Si le réel disparaît, c'est sous un autre monde qui se présente aussi comme le réel. Ce monde est lisse et cohérent, comme une couche de sucre glace. Unité de temps, unité de lieu, unité de ton. Unité de temps. Avant : préparer ses vacances, ses repas de fête, acheter ses cadeaux. Après : réparer les dégâts, rentrer de vacances, revendre ses cadeaux sur l'Internet. Unité de lieu. Salles illuminées des grands restaurants, humbles hameaux disparaissant sous le givre, intimités familiales, frénésie rubiconde des marchés de Noël noyés de vin chaud. Il nous dit : mais oui, je suis moi aussi un réel vraisemblable. Vraisemblable, puisque je suis parfaitement habilité à me présenter comme le réel authentiquement vécu par la majorité de ceux qui me regardent. Et si vous ne vous y reconnaissez pas, un peu de respect pour la majorité qui, elle, s'y retrouve. Niez-vous la réalité de la neige ? Du foie gras ? Du vin chaud ? Et des embarras gastriques d'après-Noël ?

Sous la couche blanche, apparaissent bien quelques rugosités, quelques protubérances. Les journaux télévisés, certes, ne les nient pas. Simplement, on les livre en vrac, dans les cartons, puisque l'heure est au hard discount. Quelques mots, quelques images, service minimum, on verra bien plus tard.
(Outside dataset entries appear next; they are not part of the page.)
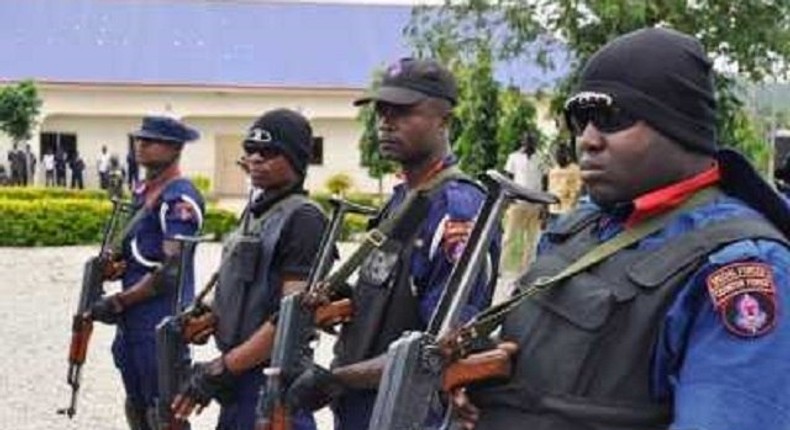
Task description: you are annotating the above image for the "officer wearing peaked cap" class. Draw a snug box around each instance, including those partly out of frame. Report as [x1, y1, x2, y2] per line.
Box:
[91, 116, 204, 430]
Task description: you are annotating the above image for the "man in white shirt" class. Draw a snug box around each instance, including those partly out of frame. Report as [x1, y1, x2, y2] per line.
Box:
[41, 149, 55, 187]
[96, 146, 110, 190]
[502, 132, 543, 273]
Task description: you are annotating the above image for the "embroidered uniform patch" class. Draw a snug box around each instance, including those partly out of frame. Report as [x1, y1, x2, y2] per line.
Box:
[173, 202, 196, 221]
[442, 221, 474, 263]
[706, 263, 776, 338]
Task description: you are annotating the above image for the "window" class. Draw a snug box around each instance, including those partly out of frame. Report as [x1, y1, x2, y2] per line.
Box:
[310, 136, 324, 166]
[38, 132, 77, 160]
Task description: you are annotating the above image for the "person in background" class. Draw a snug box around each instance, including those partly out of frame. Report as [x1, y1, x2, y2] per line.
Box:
[548, 143, 582, 221]
[96, 145, 110, 190]
[41, 149, 55, 187]
[126, 141, 140, 190]
[71, 151, 85, 190]
[502, 132, 544, 272]
[55, 148, 68, 187]
[25, 144, 36, 185]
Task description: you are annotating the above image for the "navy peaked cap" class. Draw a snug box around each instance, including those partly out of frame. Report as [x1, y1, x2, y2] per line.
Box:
[129, 116, 200, 143]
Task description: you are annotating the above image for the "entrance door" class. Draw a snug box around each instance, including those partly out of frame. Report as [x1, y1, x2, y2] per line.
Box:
[214, 134, 247, 197]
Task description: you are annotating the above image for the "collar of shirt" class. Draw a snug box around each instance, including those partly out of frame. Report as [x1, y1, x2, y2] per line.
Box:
[598, 164, 721, 236]
[134, 164, 181, 205]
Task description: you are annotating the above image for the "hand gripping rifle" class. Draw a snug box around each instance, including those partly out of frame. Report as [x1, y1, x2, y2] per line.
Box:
[368, 170, 557, 430]
[58, 199, 131, 418]
[256, 198, 376, 430]
[156, 235, 217, 430]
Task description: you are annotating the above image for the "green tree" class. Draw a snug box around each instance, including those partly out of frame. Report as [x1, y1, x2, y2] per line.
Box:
[405, 0, 790, 171]
[0, 81, 41, 143]
[454, 44, 499, 176]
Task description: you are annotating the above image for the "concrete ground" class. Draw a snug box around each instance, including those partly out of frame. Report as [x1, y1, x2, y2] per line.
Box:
[0, 244, 520, 430]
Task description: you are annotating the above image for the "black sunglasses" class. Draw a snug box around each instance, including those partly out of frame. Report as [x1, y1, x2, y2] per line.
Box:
[565, 93, 637, 136]
[242, 141, 282, 160]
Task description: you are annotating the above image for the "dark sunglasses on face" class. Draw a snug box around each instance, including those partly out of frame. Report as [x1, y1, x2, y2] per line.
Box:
[565, 93, 637, 136]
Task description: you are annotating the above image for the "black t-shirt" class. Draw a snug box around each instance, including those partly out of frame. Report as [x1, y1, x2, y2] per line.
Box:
[272, 205, 327, 279]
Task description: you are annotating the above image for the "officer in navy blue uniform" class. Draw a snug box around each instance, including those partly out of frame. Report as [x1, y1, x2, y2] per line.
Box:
[173, 109, 327, 430]
[91, 116, 204, 430]
[454, 28, 790, 430]
[289, 58, 500, 430]
[774, 154, 790, 200]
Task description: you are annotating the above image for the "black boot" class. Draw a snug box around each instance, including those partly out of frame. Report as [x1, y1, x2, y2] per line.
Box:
[124, 399, 155, 430]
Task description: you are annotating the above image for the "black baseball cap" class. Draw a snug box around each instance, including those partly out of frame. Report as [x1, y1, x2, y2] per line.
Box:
[242, 109, 313, 177]
[354, 58, 458, 106]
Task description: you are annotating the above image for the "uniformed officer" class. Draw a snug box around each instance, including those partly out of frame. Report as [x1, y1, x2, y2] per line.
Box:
[455, 28, 790, 430]
[774, 154, 790, 199]
[173, 109, 327, 430]
[91, 116, 204, 430]
[289, 58, 499, 430]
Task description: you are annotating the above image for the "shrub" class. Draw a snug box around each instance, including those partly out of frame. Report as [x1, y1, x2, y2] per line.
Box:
[310, 193, 381, 240]
[0, 187, 107, 200]
[189, 175, 211, 196]
[0, 198, 236, 246]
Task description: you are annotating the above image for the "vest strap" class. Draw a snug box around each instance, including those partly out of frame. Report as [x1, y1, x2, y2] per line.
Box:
[461, 186, 721, 346]
[326, 166, 468, 291]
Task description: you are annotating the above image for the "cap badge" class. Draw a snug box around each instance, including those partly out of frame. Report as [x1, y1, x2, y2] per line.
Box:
[247, 127, 272, 143]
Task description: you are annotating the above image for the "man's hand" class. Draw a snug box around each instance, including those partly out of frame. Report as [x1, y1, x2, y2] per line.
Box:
[285, 365, 345, 411]
[103, 254, 126, 281]
[170, 356, 236, 420]
[88, 294, 123, 324]
[184, 310, 217, 345]
[451, 388, 480, 430]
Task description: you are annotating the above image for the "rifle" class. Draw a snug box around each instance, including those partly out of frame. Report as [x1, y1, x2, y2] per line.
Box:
[156, 235, 218, 430]
[368, 170, 557, 430]
[256, 198, 376, 430]
[57, 199, 132, 419]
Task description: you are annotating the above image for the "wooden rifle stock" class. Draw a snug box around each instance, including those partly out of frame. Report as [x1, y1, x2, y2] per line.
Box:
[314, 299, 354, 329]
[442, 342, 518, 393]
[69, 315, 93, 365]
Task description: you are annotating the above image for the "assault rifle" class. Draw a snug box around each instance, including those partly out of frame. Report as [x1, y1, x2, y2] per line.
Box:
[58, 199, 132, 418]
[256, 198, 376, 430]
[368, 170, 557, 430]
[156, 235, 218, 430]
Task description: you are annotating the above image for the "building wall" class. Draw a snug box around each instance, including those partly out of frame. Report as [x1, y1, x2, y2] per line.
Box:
[0, 83, 402, 195]
[0, 83, 554, 196]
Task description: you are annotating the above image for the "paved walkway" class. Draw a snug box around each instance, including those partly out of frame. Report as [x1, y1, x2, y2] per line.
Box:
[0, 244, 520, 430]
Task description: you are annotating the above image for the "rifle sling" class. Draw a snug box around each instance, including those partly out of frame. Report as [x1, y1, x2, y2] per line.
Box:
[327, 166, 466, 292]
[111, 176, 181, 252]
[462, 186, 719, 341]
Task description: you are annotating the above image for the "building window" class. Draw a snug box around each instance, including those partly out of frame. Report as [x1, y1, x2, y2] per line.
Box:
[310, 136, 324, 166]
[39, 132, 77, 160]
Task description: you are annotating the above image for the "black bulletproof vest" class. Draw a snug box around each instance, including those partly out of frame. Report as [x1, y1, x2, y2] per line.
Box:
[333, 196, 431, 366]
[217, 194, 314, 352]
[473, 209, 787, 430]
[333, 174, 480, 366]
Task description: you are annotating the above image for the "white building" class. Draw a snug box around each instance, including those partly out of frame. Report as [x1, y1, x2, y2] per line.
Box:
[0, 0, 568, 196]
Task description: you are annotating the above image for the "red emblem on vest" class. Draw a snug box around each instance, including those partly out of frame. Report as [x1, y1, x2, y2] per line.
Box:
[706, 263, 776, 338]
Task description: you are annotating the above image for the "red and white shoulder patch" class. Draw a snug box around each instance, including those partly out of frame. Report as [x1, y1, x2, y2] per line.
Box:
[706, 262, 777, 338]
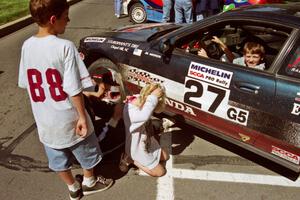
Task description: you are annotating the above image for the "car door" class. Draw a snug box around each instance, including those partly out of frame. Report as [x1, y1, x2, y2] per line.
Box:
[272, 32, 300, 147]
[126, 19, 282, 144]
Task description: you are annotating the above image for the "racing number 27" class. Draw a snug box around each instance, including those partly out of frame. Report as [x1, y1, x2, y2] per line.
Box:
[184, 79, 226, 113]
[27, 68, 67, 102]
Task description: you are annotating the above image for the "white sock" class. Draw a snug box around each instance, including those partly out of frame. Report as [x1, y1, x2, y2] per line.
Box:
[107, 118, 119, 128]
[82, 176, 96, 187]
[67, 181, 80, 192]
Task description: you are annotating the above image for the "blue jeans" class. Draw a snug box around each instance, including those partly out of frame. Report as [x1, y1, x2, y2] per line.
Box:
[44, 133, 102, 172]
[115, 0, 122, 16]
[162, 0, 173, 22]
[174, 0, 193, 24]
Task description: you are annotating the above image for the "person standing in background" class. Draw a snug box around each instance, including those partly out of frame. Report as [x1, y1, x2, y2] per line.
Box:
[115, 0, 122, 18]
[162, 0, 173, 22]
[195, 0, 221, 21]
[174, 0, 193, 24]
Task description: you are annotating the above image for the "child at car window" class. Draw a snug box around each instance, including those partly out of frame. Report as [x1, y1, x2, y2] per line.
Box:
[83, 67, 122, 142]
[120, 84, 169, 177]
[198, 36, 265, 70]
[233, 42, 266, 70]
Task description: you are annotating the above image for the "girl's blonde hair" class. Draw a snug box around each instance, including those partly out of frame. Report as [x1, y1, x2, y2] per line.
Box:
[139, 83, 166, 113]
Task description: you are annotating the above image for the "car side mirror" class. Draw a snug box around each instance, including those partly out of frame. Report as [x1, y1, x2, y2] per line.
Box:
[159, 39, 174, 56]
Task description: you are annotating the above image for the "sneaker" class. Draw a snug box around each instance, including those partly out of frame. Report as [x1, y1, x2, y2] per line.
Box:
[82, 176, 114, 195]
[119, 153, 133, 173]
[69, 189, 83, 200]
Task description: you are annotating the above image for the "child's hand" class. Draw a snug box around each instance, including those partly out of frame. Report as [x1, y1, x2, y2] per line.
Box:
[151, 87, 163, 98]
[211, 36, 227, 51]
[76, 118, 88, 138]
[197, 48, 208, 58]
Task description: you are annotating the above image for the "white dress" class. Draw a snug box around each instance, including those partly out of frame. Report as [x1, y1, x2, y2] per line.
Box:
[123, 95, 161, 170]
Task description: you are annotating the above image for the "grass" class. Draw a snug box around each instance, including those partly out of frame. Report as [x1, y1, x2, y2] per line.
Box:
[0, 0, 29, 25]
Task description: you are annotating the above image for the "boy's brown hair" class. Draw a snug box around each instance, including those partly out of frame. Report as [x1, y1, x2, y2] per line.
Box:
[29, 0, 69, 26]
[243, 42, 265, 58]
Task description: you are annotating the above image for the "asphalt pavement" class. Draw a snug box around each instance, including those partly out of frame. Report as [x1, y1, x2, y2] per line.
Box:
[0, 0, 300, 200]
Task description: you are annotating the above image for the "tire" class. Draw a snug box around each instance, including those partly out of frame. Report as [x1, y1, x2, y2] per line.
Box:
[88, 58, 126, 100]
[129, 3, 147, 24]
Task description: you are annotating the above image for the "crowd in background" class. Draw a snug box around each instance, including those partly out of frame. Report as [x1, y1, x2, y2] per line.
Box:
[163, 0, 223, 23]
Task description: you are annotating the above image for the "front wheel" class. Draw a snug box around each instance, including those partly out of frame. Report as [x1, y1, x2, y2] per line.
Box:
[129, 3, 147, 24]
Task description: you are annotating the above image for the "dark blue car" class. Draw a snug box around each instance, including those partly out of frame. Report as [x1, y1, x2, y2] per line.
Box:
[79, 3, 300, 172]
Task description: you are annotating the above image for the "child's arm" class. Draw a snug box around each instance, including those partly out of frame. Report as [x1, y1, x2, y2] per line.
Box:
[71, 92, 88, 137]
[83, 83, 108, 98]
[129, 88, 163, 123]
[211, 36, 235, 63]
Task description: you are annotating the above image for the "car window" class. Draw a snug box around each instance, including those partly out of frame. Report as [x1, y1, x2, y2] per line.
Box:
[176, 22, 290, 70]
[279, 41, 300, 78]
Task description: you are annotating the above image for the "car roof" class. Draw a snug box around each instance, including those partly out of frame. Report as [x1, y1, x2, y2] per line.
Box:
[218, 3, 300, 28]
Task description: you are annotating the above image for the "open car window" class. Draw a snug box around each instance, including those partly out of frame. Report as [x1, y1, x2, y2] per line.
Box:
[176, 21, 291, 70]
[279, 39, 300, 79]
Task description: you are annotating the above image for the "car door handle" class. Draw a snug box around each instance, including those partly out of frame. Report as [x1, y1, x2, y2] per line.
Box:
[235, 82, 260, 94]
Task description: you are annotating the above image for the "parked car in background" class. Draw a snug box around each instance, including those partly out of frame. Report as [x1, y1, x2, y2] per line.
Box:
[223, 0, 284, 11]
[79, 3, 300, 172]
[123, 0, 284, 24]
[123, 0, 163, 24]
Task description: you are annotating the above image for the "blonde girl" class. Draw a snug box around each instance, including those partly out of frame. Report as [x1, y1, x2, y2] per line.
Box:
[120, 83, 169, 177]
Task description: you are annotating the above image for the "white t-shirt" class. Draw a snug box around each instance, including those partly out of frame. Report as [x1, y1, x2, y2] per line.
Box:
[123, 95, 161, 169]
[18, 35, 94, 149]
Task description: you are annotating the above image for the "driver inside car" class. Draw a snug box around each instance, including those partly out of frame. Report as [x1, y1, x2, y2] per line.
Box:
[191, 36, 265, 70]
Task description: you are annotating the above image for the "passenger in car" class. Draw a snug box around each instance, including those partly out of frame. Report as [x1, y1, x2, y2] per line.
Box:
[119, 83, 169, 177]
[197, 36, 265, 70]
[233, 42, 266, 70]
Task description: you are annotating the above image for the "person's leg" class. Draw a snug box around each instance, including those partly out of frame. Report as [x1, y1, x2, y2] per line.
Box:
[160, 148, 170, 161]
[114, 0, 118, 15]
[72, 133, 114, 195]
[116, 0, 122, 18]
[183, 0, 193, 24]
[162, 0, 172, 22]
[44, 145, 82, 200]
[57, 170, 75, 185]
[174, 0, 183, 24]
[133, 161, 167, 177]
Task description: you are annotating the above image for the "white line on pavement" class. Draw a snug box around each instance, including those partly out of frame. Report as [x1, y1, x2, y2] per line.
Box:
[171, 169, 300, 187]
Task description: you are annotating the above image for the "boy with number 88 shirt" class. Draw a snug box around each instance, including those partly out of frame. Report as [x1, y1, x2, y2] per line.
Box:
[18, 0, 113, 200]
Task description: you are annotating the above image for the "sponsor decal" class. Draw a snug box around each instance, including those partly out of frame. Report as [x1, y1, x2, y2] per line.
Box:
[107, 40, 139, 48]
[271, 145, 300, 165]
[145, 51, 161, 59]
[165, 98, 196, 116]
[121, 64, 249, 126]
[133, 49, 143, 56]
[183, 77, 249, 126]
[226, 106, 249, 126]
[239, 133, 250, 142]
[127, 69, 164, 84]
[79, 52, 85, 60]
[295, 92, 300, 102]
[291, 103, 300, 115]
[84, 37, 106, 43]
[188, 62, 233, 88]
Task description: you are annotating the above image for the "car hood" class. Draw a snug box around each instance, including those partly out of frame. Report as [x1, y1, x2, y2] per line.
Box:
[85, 23, 182, 42]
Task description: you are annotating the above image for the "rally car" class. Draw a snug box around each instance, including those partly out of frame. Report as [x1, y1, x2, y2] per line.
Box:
[79, 3, 300, 172]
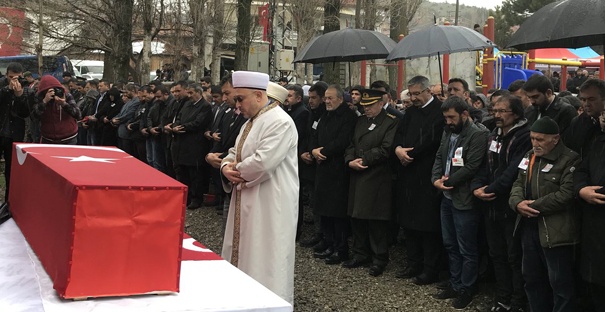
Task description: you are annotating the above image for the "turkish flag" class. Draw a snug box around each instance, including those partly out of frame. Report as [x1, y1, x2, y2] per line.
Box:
[181, 233, 223, 261]
[9, 144, 187, 298]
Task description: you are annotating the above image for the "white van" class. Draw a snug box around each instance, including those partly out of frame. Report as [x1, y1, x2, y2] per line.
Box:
[71, 60, 105, 80]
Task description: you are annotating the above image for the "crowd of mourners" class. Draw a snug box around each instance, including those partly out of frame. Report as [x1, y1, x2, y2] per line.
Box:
[0, 58, 605, 312]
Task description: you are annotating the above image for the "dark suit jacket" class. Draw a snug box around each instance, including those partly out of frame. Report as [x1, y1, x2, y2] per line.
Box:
[525, 96, 578, 133]
[170, 98, 212, 166]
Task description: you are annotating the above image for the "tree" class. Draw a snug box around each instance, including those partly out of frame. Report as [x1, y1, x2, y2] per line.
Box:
[189, 0, 210, 80]
[290, 0, 323, 83]
[234, 0, 252, 70]
[489, 6, 512, 48]
[323, 0, 340, 83]
[133, 0, 166, 84]
[210, 0, 226, 85]
[388, 0, 424, 88]
[502, 0, 556, 27]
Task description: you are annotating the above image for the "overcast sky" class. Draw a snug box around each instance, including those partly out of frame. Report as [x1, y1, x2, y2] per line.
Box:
[429, 0, 503, 9]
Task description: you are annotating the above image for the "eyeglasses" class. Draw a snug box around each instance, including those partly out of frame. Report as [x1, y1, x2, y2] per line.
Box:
[233, 92, 254, 103]
[408, 89, 428, 96]
[492, 109, 513, 114]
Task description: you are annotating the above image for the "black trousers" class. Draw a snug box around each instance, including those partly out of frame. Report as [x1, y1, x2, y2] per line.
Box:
[404, 229, 444, 276]
[0, 137, 13, 202]
[321, 216, 350, 255]
[587, 282, 605, 312]
[350, 218, 389, 266]
[174, 164, 209, 205]
[484, 213, 527, 308]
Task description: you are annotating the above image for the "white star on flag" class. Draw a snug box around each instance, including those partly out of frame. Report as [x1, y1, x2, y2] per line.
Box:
[52, 155, 118, 164]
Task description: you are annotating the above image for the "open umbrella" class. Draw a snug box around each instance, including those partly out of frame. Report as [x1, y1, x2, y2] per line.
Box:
[294, 28, 397, 64]
[508, 0, 605, 50]
[387, 25, 493, 88]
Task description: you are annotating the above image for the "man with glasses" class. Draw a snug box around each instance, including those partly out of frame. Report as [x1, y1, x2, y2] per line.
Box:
[221, 71, 299, 303]
[394, 76, 445, 285]
[471, 94, 531, 312]
[523, 75, 578, 133]
[347, 86, 363, 116]
[170, 83, 212, 209]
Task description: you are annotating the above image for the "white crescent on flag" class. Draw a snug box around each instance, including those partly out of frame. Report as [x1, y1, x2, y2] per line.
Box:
[15, 143, 124, 165]
[183, 237, 212, 252]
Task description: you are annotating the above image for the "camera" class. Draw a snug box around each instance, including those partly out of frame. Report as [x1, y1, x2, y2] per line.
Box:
[53, 87, 65, 98]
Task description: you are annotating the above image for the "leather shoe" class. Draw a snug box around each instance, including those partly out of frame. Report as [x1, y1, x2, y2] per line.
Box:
[313, 239, 330, 252]
[313, 247, 334, 259]
[395, 267, 422, 278]
[412, 273, 439, 286]
[325, 251, 349, 264]
[342, 257, 370, 269]
[368, 264, 384, 277]
[432, 286, 458, 300]
[187, 201, 202, 209]
[300, 233, 322, 247]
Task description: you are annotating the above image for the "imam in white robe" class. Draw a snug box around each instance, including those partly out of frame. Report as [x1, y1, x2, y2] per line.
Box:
[221, 107, 299, 304]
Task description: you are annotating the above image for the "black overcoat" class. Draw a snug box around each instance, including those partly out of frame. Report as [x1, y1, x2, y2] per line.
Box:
[394, 98, 445, 232]
[345, 110, 398, 221]
[310, 103, 357, 218]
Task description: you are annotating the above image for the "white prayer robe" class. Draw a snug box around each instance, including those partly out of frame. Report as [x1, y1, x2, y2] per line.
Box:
[221, 107, 299, 304]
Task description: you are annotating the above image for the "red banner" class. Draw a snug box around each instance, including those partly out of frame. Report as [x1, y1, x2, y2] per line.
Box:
[0, 8, 25, 56]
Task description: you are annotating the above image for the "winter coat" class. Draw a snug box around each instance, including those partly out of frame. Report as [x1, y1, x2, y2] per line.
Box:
[310, 103, 357, 218]
[393, 98, 445, 232]
[345, 110, 399, 221]
[509, 141, 580, 248]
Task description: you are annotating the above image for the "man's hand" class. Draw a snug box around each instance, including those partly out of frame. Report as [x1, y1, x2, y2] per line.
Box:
[164, 123, 172, 133]
[395, 146, 414, 166]
[8, 76, 23, 96]
[433, 176, 454, 191]
[300, 152, 313, 165]
[517, 200, 540, 218]
[42, 88, 55, 104]
[206, 153, 223, 168]
[580, 186, 605, 205]
[221, 162, 246, 184]
[349, 158, 368, 171]
[172, 125, 185, 133]
[473, 185, 496, 201]
[311, 146, 326, 161]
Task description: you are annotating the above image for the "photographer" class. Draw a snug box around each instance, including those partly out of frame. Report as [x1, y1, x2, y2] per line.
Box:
[0, 63, 29, 201]
[34, 75, 81, 145]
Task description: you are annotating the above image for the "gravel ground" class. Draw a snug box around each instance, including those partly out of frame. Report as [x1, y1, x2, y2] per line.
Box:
[185, 207, 494, 312]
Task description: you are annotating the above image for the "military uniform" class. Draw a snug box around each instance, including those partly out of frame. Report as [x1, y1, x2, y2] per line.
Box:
[343, 90, 398, 275]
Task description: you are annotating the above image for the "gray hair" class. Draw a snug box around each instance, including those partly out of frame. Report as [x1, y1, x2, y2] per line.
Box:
[408, 76, 431, 90]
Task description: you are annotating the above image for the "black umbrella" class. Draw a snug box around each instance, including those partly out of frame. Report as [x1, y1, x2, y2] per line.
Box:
[387, 25, 493, 92]
[508, 0, 605, 50]
[294, 28, 396, 64]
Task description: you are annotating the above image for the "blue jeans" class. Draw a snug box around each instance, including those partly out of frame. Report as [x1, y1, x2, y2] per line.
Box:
[441, 197, 481, 292]
[521, 218, 577, 312]
[145, 137, 154, 167]
[147, 136, 166, 173]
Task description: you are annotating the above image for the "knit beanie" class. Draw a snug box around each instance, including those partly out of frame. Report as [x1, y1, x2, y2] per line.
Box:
[529, 116, 559, 134]
[37, 75, 65, 96]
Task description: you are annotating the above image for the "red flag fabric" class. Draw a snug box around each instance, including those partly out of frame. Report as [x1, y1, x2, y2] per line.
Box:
[9, 144, 187, 298]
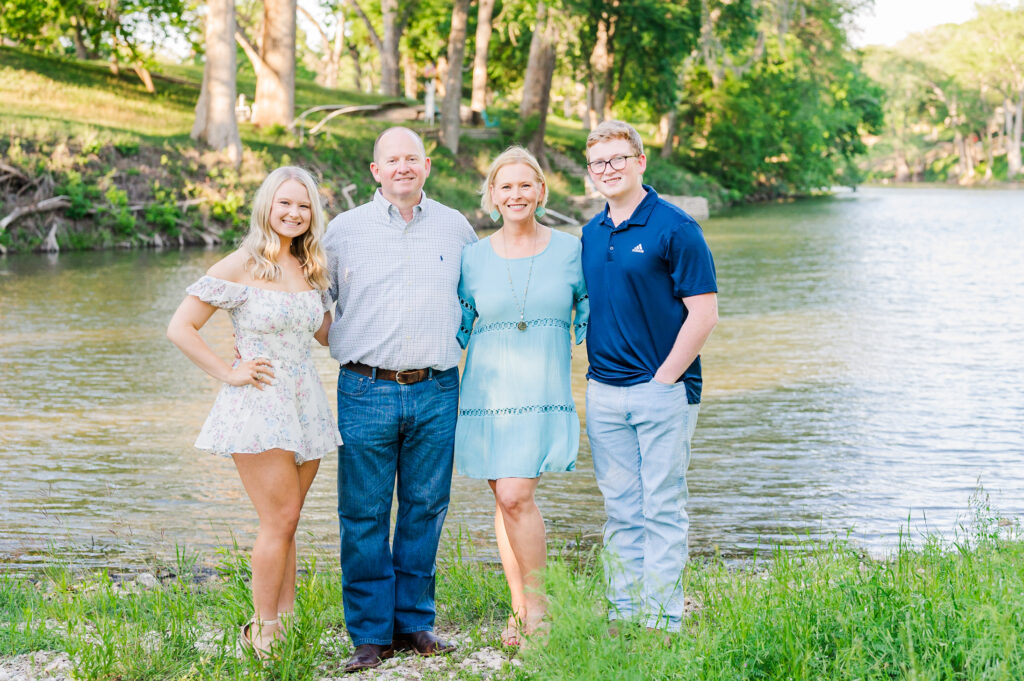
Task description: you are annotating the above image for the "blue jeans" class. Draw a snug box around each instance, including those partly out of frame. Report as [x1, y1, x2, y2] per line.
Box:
[587, 380, 699, 631]
[338, 368, 459, 645]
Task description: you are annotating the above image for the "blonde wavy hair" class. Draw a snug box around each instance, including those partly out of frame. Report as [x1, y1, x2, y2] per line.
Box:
[480, 146, 548, 213]
[241, 166, 328, 290]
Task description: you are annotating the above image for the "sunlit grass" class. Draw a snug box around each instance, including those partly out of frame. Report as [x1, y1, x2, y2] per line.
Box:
[0, 494, 1024, 681]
Une guerre des tarifs gaziers entre la Russie et l'Ukraine ? On verra plus tard pour les détails et les analyses. Une ministre oubliée se précipite à Poitiers, pour faire fermer une usine d'incinération, alors que d'autres bénéficient de dérogations ? Pour les polémiques, les approfondissements, les questions, on verra plus tard. Quant à la nuit de la Saint-Sylvestre, elle s'est bien passée, puisque le permanencier du gouvernement l'assure. Un scalpel invisible a séparé les simples faits de tout ce qui habituellement les habille, les alourdit, les colore. Comme ils paraissent incertains soudain, et inoffensifs. Et il faut l'énergie de la rentrée, une vague mauvaise conscience aussi sans doute, pour que tout rentre dans l'ordre, et que le train Nice-Lyon vienne enfin percuter le système. Une colère de Jack Lang, une pique de Chirac, de longues exégèses de la pique de Chirac, des micros-trottoirs de voyageurs angoissés, de graves questions de PPDA, de graves annonces de Sarkozy : le réel a retrouvé son maquillage habituel."